Domain-Shared Learning and Gradual Alignment for Unsupervised Domain Adaptation Visible-Infrared Person Re-Identification
Nianchang Huang, Yi Xu, Ruida Xi, Ruida Xi, Qiang Zhang
TL;DR
This work addresses the gap in unsupervised domain adaptation for VI-ReID by proposing DSLGA, a two-stage framework that first reduces inter-domain modality discrepancies through Domain-Shared Learning (DSLS) and Domain-Shared Adversarial Loss (DSAL) plus Cluster Refinement with Multiple Results (CRMR), then mitigates large intra-domain cross-modality gaps with Gradual Alignment Strategy (GAS) using Supplementary Graph Matching (SGM) and Cross-Modality Consistency Constraining (CMCC). A new CMDA-XD testing protocol evaluates cross-dataset VI-ReID transfer across SYSU-MM01, RegDB, and LLCM, and the results show that DSLGA outperforms existing unsupervised and many UDA methods, with competitive performance compared to some supervised approaches. The paper provides detailed ablations demonstrating the effectiveness of DSLS, DSAL, CRMR, SGM, and CMCC, and analyzes key hyperparameters to guide practical deployment. Overall, DSLGA advances real-world VI-ReID by enabling accurate cross-modality re-identification without requiring target-domain annotations, which could significantly improve surveillance and monitoring applications in heterogeneous environments.
Abstract
Recently, Visible-Infrared person Re-Identification (VI-ReID) has achieved remarkable performance on public datasets. However, due to the discrepancies between public datasets and real-world data, most existing VI-ReID algorithms struggle in real-life applications. To address this, we take the initiative to investigate Unsupervised Domain Adaptation Visible-Infrared person Re-Identification (UDA-VI-ReID), aiming to transfer the knowledge learned from the public data to real-world data without compromising accuracy and requiring the annotation of new samples. Specifically, we first analyze two basic challenges in UDA-VI-ReID, i.e., inter-domain modality discrepancies and intra-domain modality discrepancies. Then, we design a novel two-stage model, i.e., Domain-Shared Learning and Gradual Alignment (DSLGA), to handle these discrepancies. In the first pre-training stage, DSLGA introduces a Domain-Shared Learning Strategy (DSLS) to mitigate ineffective pre-training caused by inter-domain modality discrepancies via exploiting shared information between the source and target domains.
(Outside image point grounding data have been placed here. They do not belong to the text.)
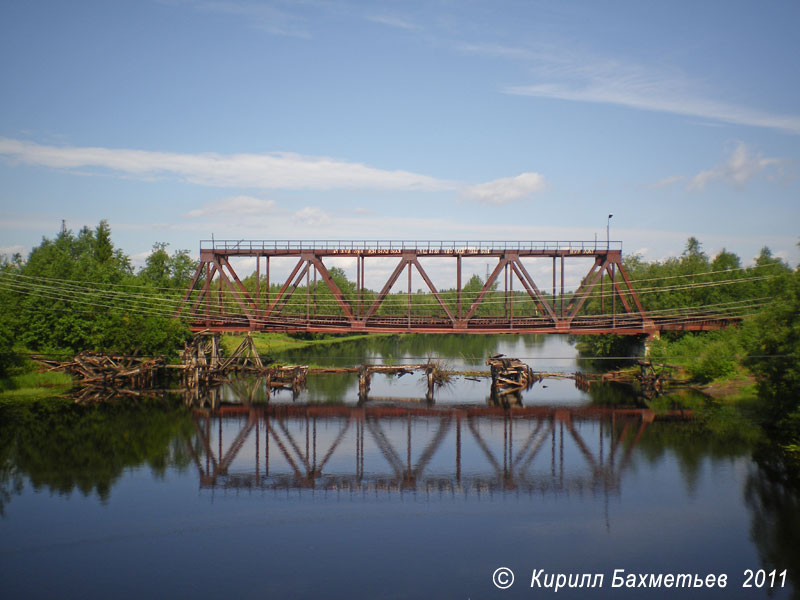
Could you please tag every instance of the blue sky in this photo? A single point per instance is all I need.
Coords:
(176, 119)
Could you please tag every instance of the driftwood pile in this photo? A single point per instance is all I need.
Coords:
(435, 376)
(511, 374)
(110, 371)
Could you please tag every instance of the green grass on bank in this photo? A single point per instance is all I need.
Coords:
(35, 385)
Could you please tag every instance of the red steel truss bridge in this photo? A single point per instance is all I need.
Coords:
(217, 300)
(541, 450)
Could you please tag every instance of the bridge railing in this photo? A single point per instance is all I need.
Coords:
(431, 246)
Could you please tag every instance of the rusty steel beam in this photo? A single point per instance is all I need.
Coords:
(237, 311)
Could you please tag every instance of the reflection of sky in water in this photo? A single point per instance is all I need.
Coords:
(544, 353)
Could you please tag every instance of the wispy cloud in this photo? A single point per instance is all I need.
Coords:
(505, 190)
(579, 77)
(741, 167)
(667, 182)
(278, 170)
(394, 20)
(246, 206)
(265, 16)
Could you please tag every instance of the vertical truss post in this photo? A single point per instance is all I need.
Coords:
(458, 286)
(561, 311)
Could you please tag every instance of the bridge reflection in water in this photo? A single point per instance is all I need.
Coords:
(450, 450)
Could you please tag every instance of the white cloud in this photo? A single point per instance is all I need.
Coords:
(264, 171)
(579, 77)
(505, 190)
(312, 216)
(392, 20)
(667, 181)
(265, 17)
(741, 167)
(240, 205)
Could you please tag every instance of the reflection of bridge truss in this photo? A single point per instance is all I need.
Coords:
(541, 449)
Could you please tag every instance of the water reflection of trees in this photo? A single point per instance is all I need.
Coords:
(772, 493)
(65, 447)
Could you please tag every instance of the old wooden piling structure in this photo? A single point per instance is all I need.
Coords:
(109, 370)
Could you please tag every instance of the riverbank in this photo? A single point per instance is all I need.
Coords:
(35, 386)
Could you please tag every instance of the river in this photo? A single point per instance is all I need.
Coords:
(316, 495)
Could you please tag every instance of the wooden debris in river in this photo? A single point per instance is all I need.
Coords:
(109, 370)
(511, 374)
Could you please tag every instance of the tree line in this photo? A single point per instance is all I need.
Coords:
(63, 297)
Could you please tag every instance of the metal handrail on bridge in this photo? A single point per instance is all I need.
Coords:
(427, 246)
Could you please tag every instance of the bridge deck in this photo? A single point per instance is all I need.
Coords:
(218, 300)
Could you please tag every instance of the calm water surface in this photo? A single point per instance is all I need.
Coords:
(320, 497)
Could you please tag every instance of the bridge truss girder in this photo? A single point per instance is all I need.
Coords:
(217, 299)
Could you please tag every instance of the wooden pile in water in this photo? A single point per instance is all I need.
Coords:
(511, 374)
(108, 370)
(435, 375)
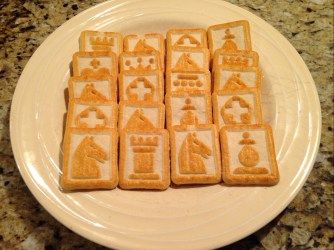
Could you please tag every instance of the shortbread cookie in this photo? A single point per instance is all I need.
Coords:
(101, 41)
(228, 78)
(191, 38)
(139, 61)
(93, 89)
(90, 159)
(177, 81)
(134, 116)
(240, 107)
(95, 64)
(144, 159)
(146, 43)
(195, 155)
(230, 36)
(248, 155)
(144, 86)
(188, 59)
(188, 108)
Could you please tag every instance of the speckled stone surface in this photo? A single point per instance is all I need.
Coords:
(306, 223)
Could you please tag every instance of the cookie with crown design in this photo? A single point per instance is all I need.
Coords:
(248, 155)
(90, 159)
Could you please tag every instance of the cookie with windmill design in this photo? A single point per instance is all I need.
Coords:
(188, 109)
(248, 155)
(188, 59)
(229, 37)
(186, 38)
(141, 87)
(90, 159)
(95, 64)
(144, 159)
(236, 107)
(146, 43)
(101, 41)
(195, 155)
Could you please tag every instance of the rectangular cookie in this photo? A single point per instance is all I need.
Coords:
(188, 108)
(95, 64)
(177, 81)
(144, 159)
(134, 116)
(231, 36)
(190, 38)
(238, 107)
(195, 155)
(90, 159)
(248, 155)
(91, 40)
(141, 87)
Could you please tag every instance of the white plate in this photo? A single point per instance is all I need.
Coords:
(201, 217)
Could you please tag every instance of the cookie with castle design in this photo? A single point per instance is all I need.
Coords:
(90, 159)
(95, 64)
(146, 43)
(134, 116)
(91, 40)
(139, 61)
(229, 37)
(236, 107)
(186, 38)
(195, 155)
(188, 59)
(93, 89)
(188, 109)
(141, 87)
(179, 81)
(144, 159)
(248, 155)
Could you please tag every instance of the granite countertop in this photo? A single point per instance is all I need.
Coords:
(306, 223)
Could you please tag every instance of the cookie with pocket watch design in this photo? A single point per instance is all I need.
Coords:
(248, 155)
(90, 159)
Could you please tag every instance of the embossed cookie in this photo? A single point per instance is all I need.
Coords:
(248, 155)
(231, 36)
(188, 109)
(195, 155)
(95, 64)
(133, 116)
(191, 38)
(141, 86)
(101, 41)
(188, 59)
(177, 81)
(144, 159)
(139, 61)
(241, 107)
(90, 159)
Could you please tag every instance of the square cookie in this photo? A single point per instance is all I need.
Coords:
(230, 36)
(188, 59)
(248, 155)
(228, 78)
(144, 159)
(93, 89)
(241, 107)
(177, 81)
(101, 41)
(95, 64)
(191, 38)
(139, 61)
(90, 159)
(188, 109)
(147, 116)
(195, 155)
(141, 86)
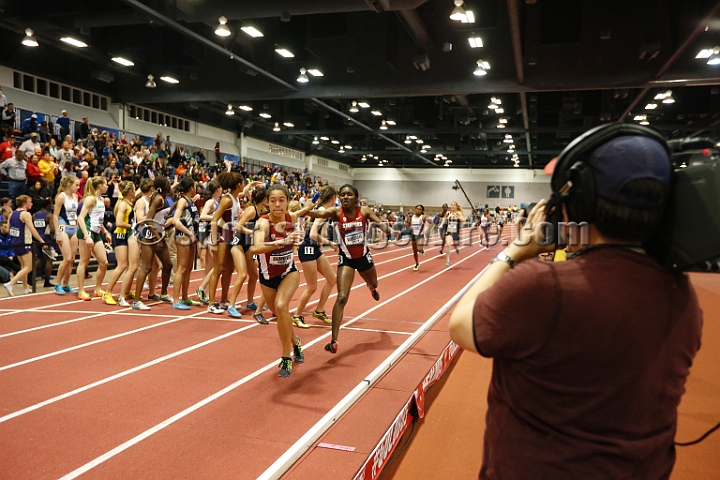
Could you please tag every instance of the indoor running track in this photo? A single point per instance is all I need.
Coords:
(97, 391)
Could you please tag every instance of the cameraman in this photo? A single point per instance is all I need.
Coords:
(590, 356)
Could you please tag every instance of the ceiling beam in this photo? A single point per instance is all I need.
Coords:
(699, 28)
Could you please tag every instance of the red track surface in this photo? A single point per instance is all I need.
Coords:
(100, 391)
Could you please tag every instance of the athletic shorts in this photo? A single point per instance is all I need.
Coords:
(20, 250)
(95, 236)
(275, 282)
(120, 239)
(308, 252)
(360, 264)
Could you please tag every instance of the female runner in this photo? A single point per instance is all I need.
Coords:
(273, 244)
(417, 237)
(124, 244)
(90, 235)
(453, 220)
(213, 191)
(186, 221)
(240, 250)
(350, 222)
(156, 209)
(65, 218)
(313, 261)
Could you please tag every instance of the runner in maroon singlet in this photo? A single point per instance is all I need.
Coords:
(351, 224)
While, in the second fine-tuning stage, DSLGA designs a Gradual Alignment Strategy (GAS) to handle the cross-modality alignment challenges between visible and infrared data caused by the large intra-domain modality discrepancies through a cluster-to-holistic alignment way. Finally, a new UDA-VI-ReID testing method i.e., CMDA-XD, is constructed for training and testing different UDA-VI-ReID models. A large amount of experiments demonstrate that our method significantly outperforms existing domain adaptation methods for VI-ReID and even some supervised methods under various settings.